A new U.K study revealed that older teens consider Facebook “dead and buried” and wouldn’t even want to be associated with it.
According to the Global Social Media Study, which studied the usage of social networking sites in eight countries, teen users aged 16 to 18 are no longer into Facebook because their parents and other older users flood the social networking site.
Therefore, other social sites like the Facebook-acquired Instagram, Twitter, and Snapchat are among the newest nests for the majority of the key age group respondents.
Daniel Miller, lead anthropologist on the research team and a professor of material culture in the University College of London told the Guardian, “Facebook is not just on the slide - it is basically dead and buried.”
“Mostly they feel embarrassed to even be associated with it.
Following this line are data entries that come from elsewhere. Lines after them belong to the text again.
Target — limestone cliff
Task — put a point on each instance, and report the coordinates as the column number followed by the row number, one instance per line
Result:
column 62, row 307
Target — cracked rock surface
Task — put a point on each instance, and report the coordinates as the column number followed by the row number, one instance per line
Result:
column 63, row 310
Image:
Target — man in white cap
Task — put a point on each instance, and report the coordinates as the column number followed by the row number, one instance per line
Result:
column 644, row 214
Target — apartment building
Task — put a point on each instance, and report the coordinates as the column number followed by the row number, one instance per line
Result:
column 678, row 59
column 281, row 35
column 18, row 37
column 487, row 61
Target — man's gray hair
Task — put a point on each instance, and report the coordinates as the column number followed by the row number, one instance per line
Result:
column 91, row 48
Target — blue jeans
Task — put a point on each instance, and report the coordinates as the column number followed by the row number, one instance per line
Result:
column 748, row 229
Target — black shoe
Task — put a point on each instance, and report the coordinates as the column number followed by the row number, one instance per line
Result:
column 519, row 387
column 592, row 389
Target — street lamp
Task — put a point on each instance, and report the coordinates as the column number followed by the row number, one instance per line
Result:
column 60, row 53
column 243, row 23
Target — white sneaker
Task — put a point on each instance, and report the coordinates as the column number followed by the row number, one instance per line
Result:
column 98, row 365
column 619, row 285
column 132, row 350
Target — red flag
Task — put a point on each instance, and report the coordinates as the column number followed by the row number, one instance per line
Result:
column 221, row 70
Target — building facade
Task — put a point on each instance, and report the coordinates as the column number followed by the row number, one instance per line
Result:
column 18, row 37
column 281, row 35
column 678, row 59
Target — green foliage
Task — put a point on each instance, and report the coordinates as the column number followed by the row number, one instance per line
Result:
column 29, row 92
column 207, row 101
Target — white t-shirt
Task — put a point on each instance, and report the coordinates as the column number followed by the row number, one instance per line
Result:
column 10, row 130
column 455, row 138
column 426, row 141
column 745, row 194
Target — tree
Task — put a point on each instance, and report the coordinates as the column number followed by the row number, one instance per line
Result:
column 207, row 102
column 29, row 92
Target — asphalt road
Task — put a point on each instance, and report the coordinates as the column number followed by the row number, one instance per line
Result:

Where once parents worried about their children joining Facebook, the children now say it is their family that insists they stay there to post about their lives,” he added.
Functionality and sophistication are not the issues for the shift, even privacy and security. Teens just wanted a private space of their own, away from the scrutinizing eyes of their parents, relatives, or other older people.
The results of the study showed that 40 percent of the participants had never changed their privacy settings while 80 percent said they “were not concerned or did not care” if their personal information was accessed and seen by anyone.
Razvan Nicolescu, an anthropologist and author of the study, told The Guardian, “Most individuals try to present themselves online the way they think society is expecting them to. In other words, there is a great consistency between the way people present themselves online and what they think society thinks about them.”
“It seems that social media works not towards change – of society, notions of individuality and connectedness, and so on – but rather as a conservative force that tends to strengthen the conventional social relations and to deify society as Italians enjoy and recognize it.”